Schopenhauer afirmou que a central de comando no cérebro é a vontade, e ela leva o homem a desejar, agir, consumir, saciar-se, desejar de novo e, eternamente insatisfeito, repetir o ciclo. Tão logo um desejo é saciado, há outro, mais outro e outro, um “querer” que escraviza e impele para a ação. O filósofo esclarece que somente podemos conhecer do mundo e das coisas aquilo que nos chega por meio dos sentidos (visão, audição, olfato, paladar e tato) e toma forma em nosso raciocínio intelectual após passar pelo filtro da vontade.
Assim, a exemplo de Kant, também Schopenhauer disse que não podemos conhecer a essência das coisas em si, mas apenas a apreensão delas pelos sentidos e a elaboração pela mente sob o jugo da vontade. Ou seja, vemos as coisas como nós somos, não como elas são. Assim, o ser humano não conhece a coisa em si, mas apenas a forma como a coisa aparece para ele; e essa aparência das coisas, Kant chamou de “fenômeno”.
Schopenhauer disse que, ao nos controlar e nos impelir a querer sempre mais, a vontade é causa de insatisfação, sofrimento, dor, pecado e morte. Ele escreveu: “Em que consiste o sofrimento? É a luta para vencer o obstáculo que fica entre a vontade e a meta. O que é felicidade? É atingir a meta”. A vontade, enquanto não atendida, é um desconforto que empurra o homem para a ação. Logo, a vontade não é um impulso sempre negativo, a depender do tipo de vontade.
O desejo de progredir, fazer o bem, o belo e o justo é um impulso positivo, e é por ele que a humanidade evolui. Mas o filósofo disse também que “para a maioria dos homens, a vida não é outra coisa senão um combate perpétuo pela própria existência, que ao final será derrotada”. Embora Schopenhauer seja conhecido como o filósofo do pessimismo e do sofrimento – e ele demonstra isso em sua filosofia, talvez observando a fome, a miséria e as doenças típicas de sua época –, ele propõe um caminho para superar a vontade: escolher metas nobres e boas, como a compaixão. Dar de si e doar-se a favor do bem, do belo e do justo.
Schopenhauer chamou este mundo de “vale de lágrimas” e propôs, sob a influência budista, o domínio das paixões e o cultivo de um significado para a vida. Ele não experimentou o sucesso em vida, a não ser algum reconhecimento em seus últimos anos. Nas décadas seguintes, porém, o filósofo foi alçado à condição de gênio e exerceu enorme influência sobre intelectuais notáveis, como Nietzsche e Freud.

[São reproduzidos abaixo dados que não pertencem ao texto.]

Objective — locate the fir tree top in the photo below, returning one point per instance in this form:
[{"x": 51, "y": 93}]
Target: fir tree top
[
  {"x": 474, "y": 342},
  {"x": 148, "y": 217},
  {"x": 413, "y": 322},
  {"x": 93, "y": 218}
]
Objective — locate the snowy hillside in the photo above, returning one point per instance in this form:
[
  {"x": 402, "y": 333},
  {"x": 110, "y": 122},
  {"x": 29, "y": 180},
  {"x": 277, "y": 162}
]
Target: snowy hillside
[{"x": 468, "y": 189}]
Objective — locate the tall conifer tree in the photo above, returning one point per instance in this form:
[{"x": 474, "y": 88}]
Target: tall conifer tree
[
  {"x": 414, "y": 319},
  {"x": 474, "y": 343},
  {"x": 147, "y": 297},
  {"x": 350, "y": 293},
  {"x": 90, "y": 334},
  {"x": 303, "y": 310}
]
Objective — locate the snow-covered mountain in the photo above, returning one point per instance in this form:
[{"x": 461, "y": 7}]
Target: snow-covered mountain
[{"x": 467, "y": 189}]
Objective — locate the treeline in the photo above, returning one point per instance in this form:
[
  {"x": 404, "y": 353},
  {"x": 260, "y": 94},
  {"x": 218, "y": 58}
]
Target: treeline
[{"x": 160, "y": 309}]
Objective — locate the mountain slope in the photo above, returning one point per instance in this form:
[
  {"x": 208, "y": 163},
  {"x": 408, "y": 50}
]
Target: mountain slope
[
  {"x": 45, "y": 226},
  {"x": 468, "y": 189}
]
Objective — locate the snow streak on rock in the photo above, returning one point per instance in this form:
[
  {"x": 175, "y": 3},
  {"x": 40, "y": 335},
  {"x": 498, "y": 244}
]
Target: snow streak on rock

Ele tinha tanta certeza da importância e impacto de suas ideias que, sem modéstia, disse: “Eu não escrevo para a geração do presente, mas para as gerações do futuro; e chegará o dia em que quem não souber o que eu disse sobre alguma coisa será considerado um ignorante”. Entre o que fica da filosofia de Schopenhauer e de Kant se destaca a crença de que o ser humano não pode conhecer a “coisa em si”, mas apenas a aparência (fenômeno).
Quem expressou esse conceito em outras palavras foi Antony Robbins, ao dizer: “Nós não vemos as coisas e os problemas como eles são; nós os vemos como nós somos”. Então, a apreensão do mundo exterior é, na palavra de Schopenhauer, uma representação feita pelo interior de cada um de nós. Daí deriva a obrigação ao exercício da tolerância e respeito pela opinião diferente da nossa.
Para muitos, Schopenhauer é o filósofo da dor e do pessimismo. De certa forma, sim, ele é. Mas também se pode dizer que é o filósofo do consolo, ao propor a busca de propósito e significado, de compaixão e da felicidade na interação com o semelhante, embora fosse ele próprio um sujeito arredio, avesso ao contato humano. Entretanto, sua impaciência com o outro é porque ele dizia ser incapaz de suportar a ignorância e a mediocridade intelectual.
José Pio Martins, economista, reitor da Universidade Positivo.